As far as other four witnesses are concerned, they shall be made available before the court on 11.05.2015 and the court shall examine and get the cross examination done by the prosecution on the same date. It is hereby made clear that if the petitioner would seek adjournment, his defence shall stand foreclosed. With the aforesaid observation and direction, the special leave petitions stand disposed of.” 15. The limited question now is as to whether after the closure of the defence evidence the accused could be permitted to tender more documents. The case was fixed for defence evidence for the first time in February, 2014. The accused had examined 29 witnesses and had given up 6 witnesses. The pleadings show that successive applications have been filed by the accused on one ground or the other. The order passed thereafter have been challenged in different criminal revision petition fixed today. 16. The petitioner wants to tender some documents the oldest of which relate to the year 2005, an order dated 07.08.2014 passed in another case by the Sessions Judge, Bathinda.

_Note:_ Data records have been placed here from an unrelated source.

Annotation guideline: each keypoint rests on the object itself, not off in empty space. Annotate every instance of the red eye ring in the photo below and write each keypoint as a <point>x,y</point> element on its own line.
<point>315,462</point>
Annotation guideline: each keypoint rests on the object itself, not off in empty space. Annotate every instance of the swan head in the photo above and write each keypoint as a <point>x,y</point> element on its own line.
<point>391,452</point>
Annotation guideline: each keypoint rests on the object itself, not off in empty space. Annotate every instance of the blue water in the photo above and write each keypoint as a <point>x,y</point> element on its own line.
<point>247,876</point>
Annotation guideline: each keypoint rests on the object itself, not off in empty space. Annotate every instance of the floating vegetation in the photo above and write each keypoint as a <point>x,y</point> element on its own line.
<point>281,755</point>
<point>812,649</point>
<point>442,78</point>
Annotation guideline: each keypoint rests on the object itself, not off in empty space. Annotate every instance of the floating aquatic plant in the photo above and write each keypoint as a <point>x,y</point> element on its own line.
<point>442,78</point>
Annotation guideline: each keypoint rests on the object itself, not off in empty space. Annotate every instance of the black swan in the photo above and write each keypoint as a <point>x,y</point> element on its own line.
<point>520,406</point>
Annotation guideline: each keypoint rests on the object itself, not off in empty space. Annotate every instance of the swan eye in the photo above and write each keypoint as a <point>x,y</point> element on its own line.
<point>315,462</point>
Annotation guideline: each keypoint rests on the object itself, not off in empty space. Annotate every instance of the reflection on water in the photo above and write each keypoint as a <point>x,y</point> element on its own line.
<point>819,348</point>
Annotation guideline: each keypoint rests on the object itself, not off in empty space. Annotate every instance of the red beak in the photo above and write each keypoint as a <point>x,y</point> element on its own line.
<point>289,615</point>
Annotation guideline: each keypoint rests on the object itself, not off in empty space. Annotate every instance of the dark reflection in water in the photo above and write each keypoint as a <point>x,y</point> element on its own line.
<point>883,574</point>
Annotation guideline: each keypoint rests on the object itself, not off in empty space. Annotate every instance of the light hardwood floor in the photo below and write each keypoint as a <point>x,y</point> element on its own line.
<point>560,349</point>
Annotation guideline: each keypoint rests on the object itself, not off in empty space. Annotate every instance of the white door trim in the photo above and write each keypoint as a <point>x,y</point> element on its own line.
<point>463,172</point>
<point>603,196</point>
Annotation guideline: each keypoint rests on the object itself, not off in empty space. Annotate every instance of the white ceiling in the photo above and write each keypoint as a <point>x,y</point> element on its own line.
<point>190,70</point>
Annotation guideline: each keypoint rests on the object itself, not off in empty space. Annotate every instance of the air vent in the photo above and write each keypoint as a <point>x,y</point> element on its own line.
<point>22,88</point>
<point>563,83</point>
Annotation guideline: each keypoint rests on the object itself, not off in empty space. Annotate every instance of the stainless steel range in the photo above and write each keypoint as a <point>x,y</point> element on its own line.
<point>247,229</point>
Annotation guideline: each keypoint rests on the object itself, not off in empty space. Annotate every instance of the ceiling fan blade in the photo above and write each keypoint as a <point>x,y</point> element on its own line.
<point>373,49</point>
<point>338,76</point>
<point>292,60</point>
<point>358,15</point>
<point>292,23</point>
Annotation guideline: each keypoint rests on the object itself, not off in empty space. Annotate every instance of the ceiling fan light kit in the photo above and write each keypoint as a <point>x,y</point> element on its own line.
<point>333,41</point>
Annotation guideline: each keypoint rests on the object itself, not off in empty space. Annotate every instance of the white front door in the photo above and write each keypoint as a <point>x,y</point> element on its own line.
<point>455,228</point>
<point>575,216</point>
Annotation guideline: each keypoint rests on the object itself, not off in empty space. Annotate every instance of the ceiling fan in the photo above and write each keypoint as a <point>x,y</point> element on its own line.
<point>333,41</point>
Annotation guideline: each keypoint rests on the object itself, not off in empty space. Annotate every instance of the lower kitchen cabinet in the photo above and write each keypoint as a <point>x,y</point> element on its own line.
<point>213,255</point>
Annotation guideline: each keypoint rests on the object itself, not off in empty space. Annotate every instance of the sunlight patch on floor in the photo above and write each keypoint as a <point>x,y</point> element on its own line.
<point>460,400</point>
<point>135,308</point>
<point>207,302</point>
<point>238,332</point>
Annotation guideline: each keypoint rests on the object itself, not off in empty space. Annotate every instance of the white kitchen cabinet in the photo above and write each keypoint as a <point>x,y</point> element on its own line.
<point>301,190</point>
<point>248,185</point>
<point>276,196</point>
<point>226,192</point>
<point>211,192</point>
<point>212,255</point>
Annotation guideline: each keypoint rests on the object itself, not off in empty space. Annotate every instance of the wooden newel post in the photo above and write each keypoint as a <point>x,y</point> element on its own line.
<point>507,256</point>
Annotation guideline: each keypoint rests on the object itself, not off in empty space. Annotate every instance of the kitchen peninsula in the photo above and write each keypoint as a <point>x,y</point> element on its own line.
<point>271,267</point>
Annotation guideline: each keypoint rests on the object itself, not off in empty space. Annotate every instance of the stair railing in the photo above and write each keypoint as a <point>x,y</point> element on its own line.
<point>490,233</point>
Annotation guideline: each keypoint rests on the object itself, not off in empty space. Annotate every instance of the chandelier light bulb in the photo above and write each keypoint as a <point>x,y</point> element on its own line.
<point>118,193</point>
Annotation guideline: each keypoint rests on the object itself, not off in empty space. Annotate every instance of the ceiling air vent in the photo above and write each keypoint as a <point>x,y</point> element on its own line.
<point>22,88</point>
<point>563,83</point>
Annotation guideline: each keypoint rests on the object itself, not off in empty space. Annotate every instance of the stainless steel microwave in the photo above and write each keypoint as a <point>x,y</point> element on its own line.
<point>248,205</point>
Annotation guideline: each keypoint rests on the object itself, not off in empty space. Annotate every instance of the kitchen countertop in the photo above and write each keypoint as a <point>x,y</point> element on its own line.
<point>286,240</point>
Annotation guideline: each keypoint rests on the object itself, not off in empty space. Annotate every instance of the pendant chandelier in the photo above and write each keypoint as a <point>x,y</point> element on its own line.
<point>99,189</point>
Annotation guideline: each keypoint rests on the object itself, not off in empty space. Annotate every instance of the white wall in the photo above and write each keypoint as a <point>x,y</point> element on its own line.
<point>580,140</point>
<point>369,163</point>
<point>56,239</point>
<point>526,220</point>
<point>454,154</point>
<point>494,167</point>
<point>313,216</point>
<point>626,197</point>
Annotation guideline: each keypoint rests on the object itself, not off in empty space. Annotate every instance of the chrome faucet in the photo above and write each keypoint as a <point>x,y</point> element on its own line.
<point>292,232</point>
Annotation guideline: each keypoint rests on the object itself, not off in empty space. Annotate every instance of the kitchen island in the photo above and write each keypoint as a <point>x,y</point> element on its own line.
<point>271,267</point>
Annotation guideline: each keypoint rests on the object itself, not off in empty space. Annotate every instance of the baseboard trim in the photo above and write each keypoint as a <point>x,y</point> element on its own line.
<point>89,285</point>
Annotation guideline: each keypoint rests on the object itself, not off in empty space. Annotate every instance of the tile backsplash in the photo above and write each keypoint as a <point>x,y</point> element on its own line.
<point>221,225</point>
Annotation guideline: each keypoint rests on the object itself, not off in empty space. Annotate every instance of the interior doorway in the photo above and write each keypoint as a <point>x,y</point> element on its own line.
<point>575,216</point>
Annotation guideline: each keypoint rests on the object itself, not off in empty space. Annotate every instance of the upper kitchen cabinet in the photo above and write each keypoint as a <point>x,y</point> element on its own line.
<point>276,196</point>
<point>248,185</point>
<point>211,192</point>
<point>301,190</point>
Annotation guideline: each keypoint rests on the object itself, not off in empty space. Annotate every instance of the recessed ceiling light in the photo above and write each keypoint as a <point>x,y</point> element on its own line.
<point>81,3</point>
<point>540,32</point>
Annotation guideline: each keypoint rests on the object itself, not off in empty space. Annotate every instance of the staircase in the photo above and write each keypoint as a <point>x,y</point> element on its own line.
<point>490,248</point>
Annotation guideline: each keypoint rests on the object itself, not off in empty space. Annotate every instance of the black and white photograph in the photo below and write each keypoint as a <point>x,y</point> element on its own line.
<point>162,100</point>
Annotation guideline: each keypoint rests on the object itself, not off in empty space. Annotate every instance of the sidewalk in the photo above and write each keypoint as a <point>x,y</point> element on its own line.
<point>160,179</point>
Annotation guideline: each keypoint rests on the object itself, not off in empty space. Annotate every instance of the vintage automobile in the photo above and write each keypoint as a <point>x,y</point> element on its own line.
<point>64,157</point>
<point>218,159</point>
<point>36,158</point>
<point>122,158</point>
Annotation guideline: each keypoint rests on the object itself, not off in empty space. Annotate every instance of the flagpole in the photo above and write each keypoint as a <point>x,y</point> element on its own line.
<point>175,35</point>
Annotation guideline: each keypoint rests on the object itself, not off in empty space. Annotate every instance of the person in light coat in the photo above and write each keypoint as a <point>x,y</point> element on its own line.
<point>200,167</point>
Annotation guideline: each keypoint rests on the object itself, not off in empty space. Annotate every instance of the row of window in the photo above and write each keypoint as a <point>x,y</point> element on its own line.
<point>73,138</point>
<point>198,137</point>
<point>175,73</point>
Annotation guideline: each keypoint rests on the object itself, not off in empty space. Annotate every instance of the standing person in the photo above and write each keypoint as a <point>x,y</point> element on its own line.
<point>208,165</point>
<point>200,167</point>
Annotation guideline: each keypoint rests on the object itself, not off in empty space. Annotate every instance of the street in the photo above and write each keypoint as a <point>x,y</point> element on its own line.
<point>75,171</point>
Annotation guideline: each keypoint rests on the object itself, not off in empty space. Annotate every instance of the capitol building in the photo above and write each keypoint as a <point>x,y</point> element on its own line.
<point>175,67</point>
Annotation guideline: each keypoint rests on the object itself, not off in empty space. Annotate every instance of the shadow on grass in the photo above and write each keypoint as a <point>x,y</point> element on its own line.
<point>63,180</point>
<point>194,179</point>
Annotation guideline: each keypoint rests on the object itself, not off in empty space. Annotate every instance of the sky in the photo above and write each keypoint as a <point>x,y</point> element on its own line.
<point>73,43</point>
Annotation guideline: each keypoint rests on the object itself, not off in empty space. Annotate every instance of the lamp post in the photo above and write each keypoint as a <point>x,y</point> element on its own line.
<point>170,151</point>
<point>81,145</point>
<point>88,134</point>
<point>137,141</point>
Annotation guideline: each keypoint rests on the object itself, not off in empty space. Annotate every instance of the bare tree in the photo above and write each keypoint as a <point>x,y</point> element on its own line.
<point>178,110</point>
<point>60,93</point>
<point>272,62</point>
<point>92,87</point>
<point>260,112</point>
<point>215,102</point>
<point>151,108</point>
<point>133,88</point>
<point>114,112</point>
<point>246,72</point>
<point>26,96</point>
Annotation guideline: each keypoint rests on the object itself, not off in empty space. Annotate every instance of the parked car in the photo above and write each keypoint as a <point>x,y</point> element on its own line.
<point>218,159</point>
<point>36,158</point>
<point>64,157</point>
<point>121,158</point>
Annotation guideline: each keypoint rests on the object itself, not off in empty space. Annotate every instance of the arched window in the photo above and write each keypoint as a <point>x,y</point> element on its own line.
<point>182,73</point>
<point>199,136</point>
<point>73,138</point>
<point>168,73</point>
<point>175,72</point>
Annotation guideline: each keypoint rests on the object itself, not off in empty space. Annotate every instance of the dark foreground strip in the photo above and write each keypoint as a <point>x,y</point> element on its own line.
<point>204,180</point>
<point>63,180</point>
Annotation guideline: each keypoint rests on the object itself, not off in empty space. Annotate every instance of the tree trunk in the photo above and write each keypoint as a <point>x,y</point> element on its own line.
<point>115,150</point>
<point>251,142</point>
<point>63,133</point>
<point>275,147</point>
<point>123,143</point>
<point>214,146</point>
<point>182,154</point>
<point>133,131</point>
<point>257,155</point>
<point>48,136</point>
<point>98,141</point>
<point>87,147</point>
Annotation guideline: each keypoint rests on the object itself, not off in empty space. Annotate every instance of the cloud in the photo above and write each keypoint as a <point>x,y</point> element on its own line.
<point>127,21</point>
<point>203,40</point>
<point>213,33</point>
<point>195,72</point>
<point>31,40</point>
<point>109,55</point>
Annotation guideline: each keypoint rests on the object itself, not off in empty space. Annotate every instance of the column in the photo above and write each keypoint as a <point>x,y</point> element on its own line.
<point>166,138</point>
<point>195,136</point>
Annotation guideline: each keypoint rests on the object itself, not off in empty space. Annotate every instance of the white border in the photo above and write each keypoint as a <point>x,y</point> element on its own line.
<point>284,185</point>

Contention of the petitioner was that they were certified copies and were per se admissible and the defence had not been closed. 17. To the contrary the defence evidence has been closed on 05.03.2015. The petitioner had challenged the order of the trial Court before the High Court and it was dismissed. Still not satisfied they had approached the Appex Court which permitted them to examine four witnesses. They were aware of the documents but failed to tender the same at the stage when their evidence was going on. Limited permission had been granted to the petitioner by the Apex Court. The petitioner did not even refer to the documents at that stage. It appears that the attempt is only to delay the trial in every possible way. There is no explanation, why the documents, the oldest of which relate to the year 2005 could not be brought on record when the defence evidence was being led. The petitioner had been unable to show its relevance either. 18. I find no infirmity in the order assailed. 19. The revision petition is dismissed.